Because there would no longer be a quarry to capture the runoff, Vaughey supervised the installation of nine, 5-foot in diameter, 240 foot deep pipes to carry the water down to the water table.  To irrigate the course, the water is pumped back to the surface, and into a pond between the 16th and 17th holes, at the rate of 600 gallons a minute.The water comes up a 640-foot deep shaft with a propeller at the bottom, driven by a 100 horsepower electric motor. In the pond, six more, 80-foot deep wells pump water to the 2,100, sprinkler heads, Easy Reader reported.

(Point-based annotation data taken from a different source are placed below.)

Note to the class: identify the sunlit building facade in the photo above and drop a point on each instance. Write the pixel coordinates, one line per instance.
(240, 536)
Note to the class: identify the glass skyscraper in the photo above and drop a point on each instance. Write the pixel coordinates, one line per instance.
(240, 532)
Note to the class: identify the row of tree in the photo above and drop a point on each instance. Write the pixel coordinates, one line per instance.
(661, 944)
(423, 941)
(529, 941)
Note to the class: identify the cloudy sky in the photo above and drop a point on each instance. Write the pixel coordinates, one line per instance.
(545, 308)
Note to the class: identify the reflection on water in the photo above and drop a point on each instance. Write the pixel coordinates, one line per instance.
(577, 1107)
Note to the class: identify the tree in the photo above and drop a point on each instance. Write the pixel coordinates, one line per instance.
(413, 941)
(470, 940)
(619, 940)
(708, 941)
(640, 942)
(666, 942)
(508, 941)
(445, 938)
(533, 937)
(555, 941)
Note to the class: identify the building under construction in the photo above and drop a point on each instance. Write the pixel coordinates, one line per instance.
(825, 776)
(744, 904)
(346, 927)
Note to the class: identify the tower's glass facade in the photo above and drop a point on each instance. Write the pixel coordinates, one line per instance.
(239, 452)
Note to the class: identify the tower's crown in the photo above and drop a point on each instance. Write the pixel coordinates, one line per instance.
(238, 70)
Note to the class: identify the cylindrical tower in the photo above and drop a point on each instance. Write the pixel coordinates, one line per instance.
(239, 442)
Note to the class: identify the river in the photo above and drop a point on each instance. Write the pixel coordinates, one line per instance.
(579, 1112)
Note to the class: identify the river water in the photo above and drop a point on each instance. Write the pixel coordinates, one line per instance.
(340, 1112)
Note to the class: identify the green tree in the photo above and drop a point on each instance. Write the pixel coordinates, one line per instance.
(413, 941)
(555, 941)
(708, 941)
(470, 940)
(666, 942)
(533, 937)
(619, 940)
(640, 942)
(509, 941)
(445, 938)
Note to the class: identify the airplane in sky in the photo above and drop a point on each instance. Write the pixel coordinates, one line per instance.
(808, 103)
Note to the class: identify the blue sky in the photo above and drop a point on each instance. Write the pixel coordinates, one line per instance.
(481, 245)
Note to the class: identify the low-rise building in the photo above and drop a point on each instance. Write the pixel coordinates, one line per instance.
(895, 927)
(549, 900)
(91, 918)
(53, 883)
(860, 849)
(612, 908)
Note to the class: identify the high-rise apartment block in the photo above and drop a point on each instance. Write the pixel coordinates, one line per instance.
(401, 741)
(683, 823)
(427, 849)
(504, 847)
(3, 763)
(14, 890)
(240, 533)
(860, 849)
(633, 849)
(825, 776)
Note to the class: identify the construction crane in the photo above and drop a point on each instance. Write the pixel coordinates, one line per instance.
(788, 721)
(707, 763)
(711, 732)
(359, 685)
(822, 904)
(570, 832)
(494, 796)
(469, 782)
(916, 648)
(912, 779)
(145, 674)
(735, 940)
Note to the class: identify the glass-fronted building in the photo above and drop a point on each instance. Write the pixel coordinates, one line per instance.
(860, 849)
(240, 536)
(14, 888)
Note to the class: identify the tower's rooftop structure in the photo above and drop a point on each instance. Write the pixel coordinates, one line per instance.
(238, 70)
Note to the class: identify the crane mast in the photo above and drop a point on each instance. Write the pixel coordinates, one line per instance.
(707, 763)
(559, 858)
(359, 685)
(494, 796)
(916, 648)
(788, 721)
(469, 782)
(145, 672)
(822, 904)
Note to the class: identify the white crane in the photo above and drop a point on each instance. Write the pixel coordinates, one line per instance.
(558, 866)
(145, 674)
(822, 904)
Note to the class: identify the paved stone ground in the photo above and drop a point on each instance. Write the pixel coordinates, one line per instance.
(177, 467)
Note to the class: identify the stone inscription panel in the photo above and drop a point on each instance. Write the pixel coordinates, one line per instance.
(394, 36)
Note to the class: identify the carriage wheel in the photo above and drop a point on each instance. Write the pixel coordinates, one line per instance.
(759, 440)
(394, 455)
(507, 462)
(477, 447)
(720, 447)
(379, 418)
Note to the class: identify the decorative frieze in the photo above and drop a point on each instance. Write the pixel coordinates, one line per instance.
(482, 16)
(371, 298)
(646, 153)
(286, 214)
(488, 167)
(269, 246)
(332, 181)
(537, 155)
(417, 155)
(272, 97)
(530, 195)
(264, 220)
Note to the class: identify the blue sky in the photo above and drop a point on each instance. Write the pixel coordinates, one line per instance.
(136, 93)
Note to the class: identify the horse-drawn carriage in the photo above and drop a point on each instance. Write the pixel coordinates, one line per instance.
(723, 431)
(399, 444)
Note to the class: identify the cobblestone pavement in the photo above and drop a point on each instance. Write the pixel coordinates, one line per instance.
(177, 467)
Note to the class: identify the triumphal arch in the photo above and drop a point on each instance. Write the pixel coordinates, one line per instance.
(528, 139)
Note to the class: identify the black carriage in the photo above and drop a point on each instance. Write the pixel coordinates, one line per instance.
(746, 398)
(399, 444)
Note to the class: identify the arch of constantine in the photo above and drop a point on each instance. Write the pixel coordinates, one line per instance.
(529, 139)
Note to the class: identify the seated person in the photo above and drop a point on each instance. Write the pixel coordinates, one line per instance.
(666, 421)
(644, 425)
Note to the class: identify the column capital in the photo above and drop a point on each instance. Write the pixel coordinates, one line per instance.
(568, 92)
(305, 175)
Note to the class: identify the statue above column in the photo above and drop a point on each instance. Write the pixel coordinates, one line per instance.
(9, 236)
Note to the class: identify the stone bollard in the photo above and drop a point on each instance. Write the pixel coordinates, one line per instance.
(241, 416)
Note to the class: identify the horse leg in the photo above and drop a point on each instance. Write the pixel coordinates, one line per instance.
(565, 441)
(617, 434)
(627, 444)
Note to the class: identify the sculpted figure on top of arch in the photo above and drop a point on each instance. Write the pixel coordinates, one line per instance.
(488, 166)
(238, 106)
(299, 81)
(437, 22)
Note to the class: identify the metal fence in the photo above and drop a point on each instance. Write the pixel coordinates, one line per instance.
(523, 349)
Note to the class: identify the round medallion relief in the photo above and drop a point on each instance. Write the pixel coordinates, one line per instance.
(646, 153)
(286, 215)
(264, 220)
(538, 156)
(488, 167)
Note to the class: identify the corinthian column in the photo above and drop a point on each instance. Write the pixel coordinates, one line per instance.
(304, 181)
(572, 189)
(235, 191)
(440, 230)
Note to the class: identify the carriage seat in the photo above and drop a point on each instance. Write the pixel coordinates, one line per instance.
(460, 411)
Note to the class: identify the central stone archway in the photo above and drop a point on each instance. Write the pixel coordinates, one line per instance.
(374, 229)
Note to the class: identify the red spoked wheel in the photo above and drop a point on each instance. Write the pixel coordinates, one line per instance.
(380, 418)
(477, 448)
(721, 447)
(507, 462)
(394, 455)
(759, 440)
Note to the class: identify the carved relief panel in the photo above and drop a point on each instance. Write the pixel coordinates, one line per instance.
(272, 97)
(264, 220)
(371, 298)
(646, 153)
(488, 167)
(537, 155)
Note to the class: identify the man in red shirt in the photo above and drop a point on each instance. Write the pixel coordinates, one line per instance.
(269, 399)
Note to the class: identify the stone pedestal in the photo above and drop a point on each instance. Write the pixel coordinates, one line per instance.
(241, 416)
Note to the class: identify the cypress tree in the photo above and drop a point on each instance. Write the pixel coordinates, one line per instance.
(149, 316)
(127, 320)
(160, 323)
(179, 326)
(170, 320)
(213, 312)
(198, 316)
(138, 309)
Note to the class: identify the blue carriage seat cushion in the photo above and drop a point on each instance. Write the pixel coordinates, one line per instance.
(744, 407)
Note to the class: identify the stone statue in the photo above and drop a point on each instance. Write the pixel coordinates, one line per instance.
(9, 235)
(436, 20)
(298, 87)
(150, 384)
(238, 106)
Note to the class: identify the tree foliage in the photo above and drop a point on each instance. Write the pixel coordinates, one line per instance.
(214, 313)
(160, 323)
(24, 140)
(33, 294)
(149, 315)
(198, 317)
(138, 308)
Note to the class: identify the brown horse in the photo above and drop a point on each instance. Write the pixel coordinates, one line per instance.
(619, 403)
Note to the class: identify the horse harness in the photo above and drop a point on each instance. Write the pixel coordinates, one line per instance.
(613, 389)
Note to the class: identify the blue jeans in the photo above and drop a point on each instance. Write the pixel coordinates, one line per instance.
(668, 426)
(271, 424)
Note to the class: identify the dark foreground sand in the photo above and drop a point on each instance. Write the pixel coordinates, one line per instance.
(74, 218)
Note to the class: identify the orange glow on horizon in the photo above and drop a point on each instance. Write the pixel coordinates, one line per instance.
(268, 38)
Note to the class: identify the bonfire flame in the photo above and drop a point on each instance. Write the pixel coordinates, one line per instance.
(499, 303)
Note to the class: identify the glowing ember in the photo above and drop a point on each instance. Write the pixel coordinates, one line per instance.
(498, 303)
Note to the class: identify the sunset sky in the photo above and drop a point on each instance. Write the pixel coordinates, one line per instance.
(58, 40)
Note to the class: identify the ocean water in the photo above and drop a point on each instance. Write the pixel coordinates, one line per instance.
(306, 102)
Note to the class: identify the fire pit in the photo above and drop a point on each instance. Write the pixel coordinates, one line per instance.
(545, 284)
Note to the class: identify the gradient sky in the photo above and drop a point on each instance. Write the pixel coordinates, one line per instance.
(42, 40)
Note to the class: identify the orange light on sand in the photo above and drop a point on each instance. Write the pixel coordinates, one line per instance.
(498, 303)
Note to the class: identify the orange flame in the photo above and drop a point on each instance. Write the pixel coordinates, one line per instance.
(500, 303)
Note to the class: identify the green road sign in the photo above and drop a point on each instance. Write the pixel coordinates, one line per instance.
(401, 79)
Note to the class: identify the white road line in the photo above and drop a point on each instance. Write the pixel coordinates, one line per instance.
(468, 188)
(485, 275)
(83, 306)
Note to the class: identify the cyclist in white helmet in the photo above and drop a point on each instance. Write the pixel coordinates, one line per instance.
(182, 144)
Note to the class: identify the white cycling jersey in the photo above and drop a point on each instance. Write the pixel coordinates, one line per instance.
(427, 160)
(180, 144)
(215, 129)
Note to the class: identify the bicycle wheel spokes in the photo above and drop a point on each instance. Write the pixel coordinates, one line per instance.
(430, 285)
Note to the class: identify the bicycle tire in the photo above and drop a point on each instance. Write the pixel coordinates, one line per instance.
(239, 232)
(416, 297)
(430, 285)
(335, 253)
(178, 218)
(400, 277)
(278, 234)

“At the 100,000 foot level, I think anything that makes golf more fun is good,” McLay Kidd said. “Looking at it from ground level, I’d hate it if everyone had to take a cart and use a phone app.”

McLay Kidd’s least favorite technical advance isn’t digital. It’s the golf cart. “I like thinking about the next hole as I walk. I like the exercise. I like talking with members of my foursome. None of that happens in a cart,” he said. “But carts and all this tech stuff are optional. You can still play the game with a hickory stick and gutty ball.”

As the new golf course and new clubhouse neared completion, membership fees skyrocketed from $40,000 when work began, to $175,000, prompting the club to cap the fees to prevent them from becoming commoditized, Easy Reader reported.